The Honolulu Museum of Art staked out absolutely the best location at the Hawaii Convention Center, right next to the escalators that connect the meeting rooms with the exhibition hall.

That’s where attendees to the IUCN World Conservation Congress, which concludes Saturday, can’t miss a pile of blue fish nets and scattered piles of plastic.

Get on the escalator going up, however, and you may see a design emerge: a woman swimming in the sea surrounded by honu, or turtles.

Can you see the woman and the honu?
Can you see the woman and the honu? Chad Blair/Civil Beat

“The idea is here’s a beautiful woman swimming in the ocean, part of romantic Hawaii as a paradise, yet she is made out of plastic garbage, which is our day to day reality,” said Lesa Griffith.

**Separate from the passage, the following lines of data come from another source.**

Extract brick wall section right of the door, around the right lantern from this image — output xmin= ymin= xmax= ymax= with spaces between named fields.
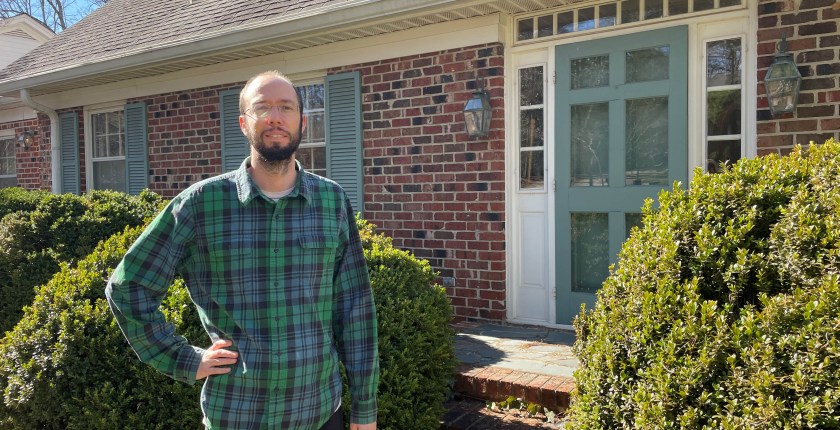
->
xmin=757 ymin=0 xmax=840 ymax=155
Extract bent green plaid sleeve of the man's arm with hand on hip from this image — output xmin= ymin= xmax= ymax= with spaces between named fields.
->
xmin=105 ymin=198 xmax=205 ymax=383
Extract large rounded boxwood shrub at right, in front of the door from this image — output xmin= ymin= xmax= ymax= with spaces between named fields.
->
xmin=567 ymin=141 xmax=840 ymax=429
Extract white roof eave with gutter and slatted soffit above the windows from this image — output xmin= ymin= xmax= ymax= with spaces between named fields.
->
xmin=0 ymin=0 xmax=578 ymax=97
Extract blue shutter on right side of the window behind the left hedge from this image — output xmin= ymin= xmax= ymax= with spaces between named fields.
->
xmin=125 ymin=103 xmax=149 ymax=195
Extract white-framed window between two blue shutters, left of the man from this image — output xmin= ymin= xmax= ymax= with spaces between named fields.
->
xmin=90 ymin=109 xmax=127 ymax=192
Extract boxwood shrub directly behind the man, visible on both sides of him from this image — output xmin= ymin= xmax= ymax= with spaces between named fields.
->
xmin=0 ymin=213 xmax=455 ymax=430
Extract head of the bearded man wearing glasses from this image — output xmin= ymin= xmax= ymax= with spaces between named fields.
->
xmin=239 ymin=77 xmax=306 ymax=164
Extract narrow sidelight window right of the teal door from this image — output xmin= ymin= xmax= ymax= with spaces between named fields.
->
xmin=704 ymin=37 xmax=744 ymax=173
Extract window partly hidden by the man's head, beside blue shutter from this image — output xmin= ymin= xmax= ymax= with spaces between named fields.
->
xmin=295 ymin=84 xmax=327 ymax=176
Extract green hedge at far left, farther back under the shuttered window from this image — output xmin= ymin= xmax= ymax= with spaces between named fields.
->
xmin=0 ymin=188 xmax=161 ymax=333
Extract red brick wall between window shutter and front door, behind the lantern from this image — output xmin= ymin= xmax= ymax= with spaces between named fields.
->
xmin=329 ymin=44 xmax=505 ymax=320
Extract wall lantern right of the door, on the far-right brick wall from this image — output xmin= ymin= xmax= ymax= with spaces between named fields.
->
xmin=764 ymin=34 xmax=802 ymax=116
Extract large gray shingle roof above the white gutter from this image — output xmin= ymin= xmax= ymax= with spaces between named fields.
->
xmin=0 ymin=0 xmax=342 ymax=81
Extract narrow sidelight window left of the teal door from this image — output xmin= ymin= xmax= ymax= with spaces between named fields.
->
xmin=519 ymin=66 xmax=545 ymax=189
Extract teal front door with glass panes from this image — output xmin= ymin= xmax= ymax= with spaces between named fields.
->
xmin=554 ymin=26 xmax=688 ymax=324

The plastic, collected from Hawaii beaches by the nonprofit Sustainable Coastlines Hawaii, is part of an exhibit titled Plastic Fantastic, showing until Oct. 2 at the museum’s Spalding House.

As the exhibit explains, humans produce more than 300 million tons of plastic a year — 33.6 million tons of it discarded in the U.S. alone.

The exhibit is sponsored by Johnson Ohana Charitable Foundation, Kokua Hawaii Foundation and Hawaiian Electric.